Listen to the American People

Listen to the American People

A special congressional budget committee meets for the first time on Wednesday. Sen. Bernie Sanders said the panel should address what Americans consistently say is their top priority and devise a budget to promote jobs and the economy. The committee should lower deficits by closing tax loopholes, like the one that lets businesses and wealthy individuals stash money in the Cayman Islands and other tax havens.  But the panel should not cut Social Security, Medicare, Medicaid and other benefits for working families. “At a time when less than 10 percent of the American people approve of the job that Congress is doing, I believe it’s time that we started to listen to what the American people want us to do,” Sanders said.
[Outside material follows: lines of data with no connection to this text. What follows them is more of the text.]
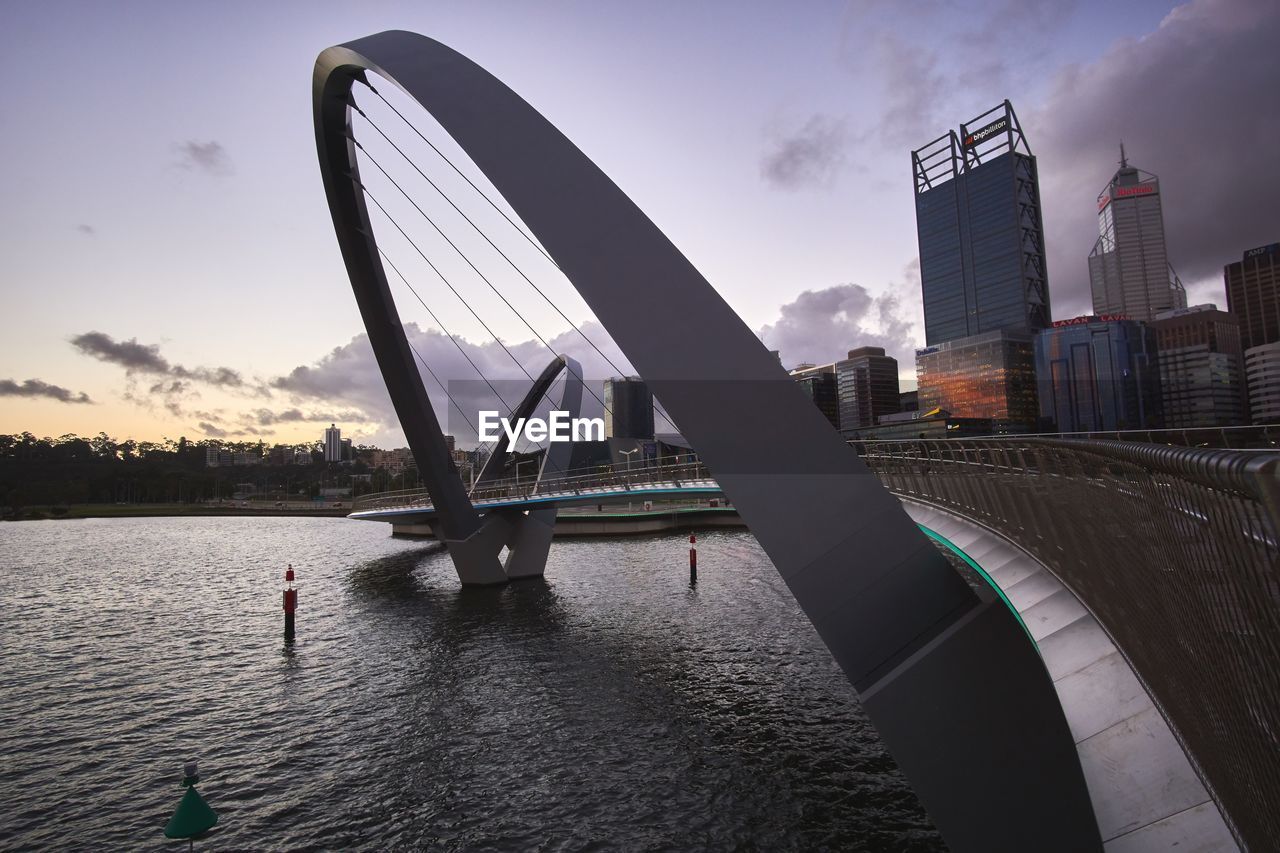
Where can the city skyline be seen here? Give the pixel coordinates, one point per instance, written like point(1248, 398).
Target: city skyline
point(179, 273)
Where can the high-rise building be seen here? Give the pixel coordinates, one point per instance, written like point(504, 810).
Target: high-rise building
point(629, 407)
point(867, 383)
point(333, 445)
point(1253, 295)
point(1201, 368)
point(988, 375)
point(1262, 372)
point(1129, 270)
point(1098, 374)
point(819, 383)
point(981, 232)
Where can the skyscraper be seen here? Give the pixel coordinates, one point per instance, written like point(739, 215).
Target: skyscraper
point(1253, 295)
point(819, 383)
point(1098, 374)
point(333, 445)
point(1129, 269)
point(1201, 368)
point(1262, 372)
point(629, 407)
point(867, 384)
point(981, 232)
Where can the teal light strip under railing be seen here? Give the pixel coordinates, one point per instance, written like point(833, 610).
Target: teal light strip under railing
point(969, 561)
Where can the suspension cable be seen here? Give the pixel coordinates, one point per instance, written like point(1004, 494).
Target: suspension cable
point(519, 229)
point(447, 283)
point(479, 231)
point(488, 240)
point(462, 255)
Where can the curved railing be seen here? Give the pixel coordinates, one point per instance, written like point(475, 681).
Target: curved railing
point(576, 482)
point(1174, 550)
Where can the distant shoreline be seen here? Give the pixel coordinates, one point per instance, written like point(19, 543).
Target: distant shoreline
point(169, 510)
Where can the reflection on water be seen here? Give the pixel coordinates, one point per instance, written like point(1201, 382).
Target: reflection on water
point(607, 706)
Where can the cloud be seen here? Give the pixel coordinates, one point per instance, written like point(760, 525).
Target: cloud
point(39, 388)
point(822, 325)
point(170, 384)
point(210, 158)
point(268, 418)
point(348, 377)
point(211, 430)
point(146, 359)
point(1193, 103)
point(809, 156)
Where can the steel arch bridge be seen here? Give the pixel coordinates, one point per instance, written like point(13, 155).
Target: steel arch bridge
point(961, 698)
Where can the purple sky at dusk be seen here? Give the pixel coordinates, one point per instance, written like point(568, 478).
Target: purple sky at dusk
point(169, 267)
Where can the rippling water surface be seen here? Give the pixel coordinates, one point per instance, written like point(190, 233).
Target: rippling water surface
point(609, 706)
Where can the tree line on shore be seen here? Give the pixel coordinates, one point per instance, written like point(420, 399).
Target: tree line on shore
point(72, 469)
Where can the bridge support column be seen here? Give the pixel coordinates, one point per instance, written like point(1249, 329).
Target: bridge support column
point(530, 542)
point(476, 557)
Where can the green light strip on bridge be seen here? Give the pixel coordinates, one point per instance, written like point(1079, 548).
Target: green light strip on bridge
point(969, 561)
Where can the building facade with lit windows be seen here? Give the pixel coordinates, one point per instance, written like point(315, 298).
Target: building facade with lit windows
point(333, 443)
point(1098, 374)
point(1201, 368)
point(990, 375)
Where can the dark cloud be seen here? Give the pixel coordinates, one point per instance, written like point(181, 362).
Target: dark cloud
point(990, 50)
point(211, 430)
point(146, 359)
point(39, 388)
point(1194, 103)
point(210, 158)
point(809, 156)
point(154, 379)
point(129, 354)
point(822, 325)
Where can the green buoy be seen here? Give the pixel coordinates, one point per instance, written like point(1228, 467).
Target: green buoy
point(193, 815)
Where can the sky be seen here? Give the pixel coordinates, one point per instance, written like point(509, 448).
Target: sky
point(169, 268)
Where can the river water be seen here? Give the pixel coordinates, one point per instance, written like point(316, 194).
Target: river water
point(609, 706)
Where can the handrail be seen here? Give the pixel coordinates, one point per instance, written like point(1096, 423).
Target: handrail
point(1176, 553)
point(571, 482)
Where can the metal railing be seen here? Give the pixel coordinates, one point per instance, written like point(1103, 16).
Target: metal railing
point(577, 483)
point(1174, 550)
point(1258, 437)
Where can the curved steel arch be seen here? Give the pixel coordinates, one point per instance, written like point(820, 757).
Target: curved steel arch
point(950, 680)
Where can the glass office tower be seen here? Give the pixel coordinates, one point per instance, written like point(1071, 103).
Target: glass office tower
point(1098, 374)
point(990, 375)
point(981, 232)
point(1253, 295)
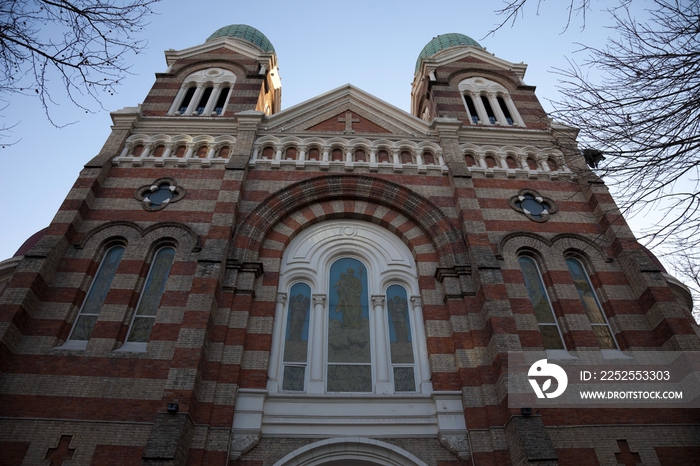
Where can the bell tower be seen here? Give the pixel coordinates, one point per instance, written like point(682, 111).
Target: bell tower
point(234, 70)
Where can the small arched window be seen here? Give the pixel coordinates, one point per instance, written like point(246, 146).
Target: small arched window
point(488, 102)
point(204, 92)
point(536, 291)
point(96, 294)
point(187, 99)
point(149, 302)
point(314, 154)
point(591, 304)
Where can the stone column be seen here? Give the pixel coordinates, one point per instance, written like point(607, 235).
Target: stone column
point(426, 386)
point(318, 339)
point(195, 99)
point(213, 97)
point(277, 339)
point(381, 355)
point(500, 116)
point(178, 99)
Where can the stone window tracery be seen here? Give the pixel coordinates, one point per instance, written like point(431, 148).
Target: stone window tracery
point(348, 318)
point(160, 193)
point(534, 206)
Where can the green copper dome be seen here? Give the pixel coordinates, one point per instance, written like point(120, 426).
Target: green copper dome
point(445, 41)
point(245, 32)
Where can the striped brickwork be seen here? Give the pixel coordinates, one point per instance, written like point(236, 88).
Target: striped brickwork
point(213, 331)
A member of the Senate Budget Committee, Sanders was appointed to the joint Senate and House conference committee that is assigned to come up with a long-term budget plan by Dec. 13 in order to avert another government shutdown.

Sanders said Congress should listen to Americans who say in poll after poll that creating jobs and improving the economy should be the top priority for Congress. “Jobs and the economy are consistently the top issues that the American people want us to focus on.  Dealing with the deficit is a much lower priority for the American people,” the senator said.

According to a CNN poll, 41 percent of the American people believe that the economy is the most important issue facing the country today.  Only 13 percent say the deficit is the most important issue. A Gallup poll last spring found that 75 percent of Americans (including 56 percent of Republicans, 74 percent of independents and 93 percent of Democrats) support “a federal jobs creation law (that would spend government money for a program) designed to create more than 1 million new jobs.”

Americans also have been clear on what they do not want. Significant majorities of Democrats, Republicans and independents oppose cutting Social Security, Medicare or Medicaid benefits. A recent National Journal/United Technologies poll found that 81 percent do not want to cut Medicare benefits at all; 76 percent don’t want any cuts to Social Security benefits and 60 percent oppose any Medicaid benefit cuts.

Sanders said deficit reduction also should be a focus of the special budget committee. To reduce red ink, strong majorities of Americans want the wealthy and large corporations to pay their fair share of taxes, the senator added. According to a Hart Research Associates survey last January, two-thirds of the country believes the top 2 percent should pay more in taxes and 64 percent say large corporations should pay more in taxes than they do today. 

“It is time to develop a federal budget that is moral and makes good economic sense. It is time to develop a budget that invests in our future by creating jobs, rebuilding our crumbling infrastructure and expanding educational opportunities. It is time for those who have so much to help with deficit reduction,” Sanders said. “It is time that we listen to what the American people."